The Labour party has pledged to remove the VAT exemption on private school fees, which it estimates could raise £1.7bn, if it wins at the next general election. Speaking at prime minister’s questions, Starmer asked the prime minister why his former school, Winchester College, received “taxpayers’ money” and accused him of being pressured by “lobbyists”.
The clash has fuelled the debate over whether the tax breaks offered to private institutions are in need of reform. In the past decade, fee increases at private, or independent, schools at above the rate of inflation have led to a widening gulf between the spending power in independent and state education.
According to the Institute for Fiscal Studies, a think-tank, the difference between spending in state schools and the average amount raised in independent school fees has more than doubled, from £3,100 to £6,500 annually in the decade to 2021, per pupil.
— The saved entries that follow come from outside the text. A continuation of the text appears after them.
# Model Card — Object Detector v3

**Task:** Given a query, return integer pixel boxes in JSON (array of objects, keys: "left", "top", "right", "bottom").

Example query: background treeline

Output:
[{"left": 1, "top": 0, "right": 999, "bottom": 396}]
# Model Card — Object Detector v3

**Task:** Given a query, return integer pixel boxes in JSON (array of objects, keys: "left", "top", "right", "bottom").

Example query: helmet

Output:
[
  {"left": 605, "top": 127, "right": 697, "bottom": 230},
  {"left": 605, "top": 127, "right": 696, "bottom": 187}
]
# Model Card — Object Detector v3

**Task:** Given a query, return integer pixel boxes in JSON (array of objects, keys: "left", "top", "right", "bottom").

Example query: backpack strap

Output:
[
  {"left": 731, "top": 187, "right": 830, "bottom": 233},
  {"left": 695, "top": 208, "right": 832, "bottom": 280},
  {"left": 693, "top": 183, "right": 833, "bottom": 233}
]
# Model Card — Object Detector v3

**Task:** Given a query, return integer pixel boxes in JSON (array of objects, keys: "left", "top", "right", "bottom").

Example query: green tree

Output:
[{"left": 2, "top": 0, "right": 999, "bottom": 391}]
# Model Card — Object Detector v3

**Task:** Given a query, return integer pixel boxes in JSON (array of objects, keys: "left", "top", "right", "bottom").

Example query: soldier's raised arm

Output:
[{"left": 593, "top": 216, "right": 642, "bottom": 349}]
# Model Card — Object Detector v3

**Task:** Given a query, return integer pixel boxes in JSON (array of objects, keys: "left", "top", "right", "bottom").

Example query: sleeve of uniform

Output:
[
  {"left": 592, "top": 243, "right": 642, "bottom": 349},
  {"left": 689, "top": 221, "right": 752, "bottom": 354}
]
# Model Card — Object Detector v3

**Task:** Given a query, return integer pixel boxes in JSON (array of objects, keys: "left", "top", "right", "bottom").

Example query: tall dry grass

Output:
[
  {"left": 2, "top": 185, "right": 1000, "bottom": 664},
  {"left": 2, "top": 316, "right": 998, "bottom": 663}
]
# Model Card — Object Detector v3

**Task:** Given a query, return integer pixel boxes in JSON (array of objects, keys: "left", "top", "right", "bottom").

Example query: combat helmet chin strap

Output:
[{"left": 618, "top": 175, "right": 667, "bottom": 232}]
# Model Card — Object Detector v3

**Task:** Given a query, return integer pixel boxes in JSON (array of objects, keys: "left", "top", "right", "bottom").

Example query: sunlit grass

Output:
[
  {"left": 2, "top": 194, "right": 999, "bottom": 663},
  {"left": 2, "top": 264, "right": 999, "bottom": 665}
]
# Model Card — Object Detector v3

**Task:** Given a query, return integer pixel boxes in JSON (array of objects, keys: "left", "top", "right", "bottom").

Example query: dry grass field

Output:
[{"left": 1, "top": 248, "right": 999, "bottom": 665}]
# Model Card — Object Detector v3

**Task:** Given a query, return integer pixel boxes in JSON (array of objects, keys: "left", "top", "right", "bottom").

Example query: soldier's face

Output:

Starmer said: “Winchester College has a rowing club, a rifle club, an extensive art collection, they charge over £45,000 a year in fees. Why did he hand them nearly £6mn of taxpayers’ money this year in what his levelling up secretary [Michael Gove] calls egregious state support?
“It is simple, he can carry on being pushed around by the lobbyists, giving away £1.7bn to private schools every year or we can put that money to good use. End the Tory scandal.”
Sunak replied that the government was “improving school standards for every pupil in this country” and described Starmer’s criticisms of his private education as an attack on “hardworking aspiration of millions of people in this country”.
Downing Street affirmed its support for both private and state schools. “Private schools . . . play an important role in providing opportunities for children around the country and we’re providing even more funding for state schools,” it said.
Labour party strategists believe Sunak’s wealth is unpopular with some voters, along with the perception that he is “out of touch”, underlined by his defence of private education. According to pollsters YouGov, 47 per cent of Britons support imposing VAT on school fees.
Luke Sibieta, a researcher at the IFS, said that private school fees had on average increased by about 23 per cent in real terms between 2010 and 2020, while enrolment numbers had remained around the same, suggesting the sector could absorb an increase in fees.
“That’s no guarantee . . . but based on what we know about private schooling there’s probably good reason to expect that the effect on demand would be quite small,” he said of Labour’s proposals.
He said the projected £1.7bn raised by VAT relief would equate to about 3-4 per cent of the annual schools budget — not transformative but “money that state schools would be pleased to have”.
Julie Robinson, chief executive of the Independent Schools Council, which represents the sector, said it did not agree that “punitive taxes measures against state schools” would offer the substantial funding boost promised by Labour.
The “assumption that parents would swallow an extra 20 per cent” in costs did not seem realistic, she said.
Most schools had a “few hundred pupils” and did not have “lavish” facilities”, she added. “We’re not in the economic position that they have fat to cut . . . They have to be sensitive to parental earnings, otherwise they would have closed.”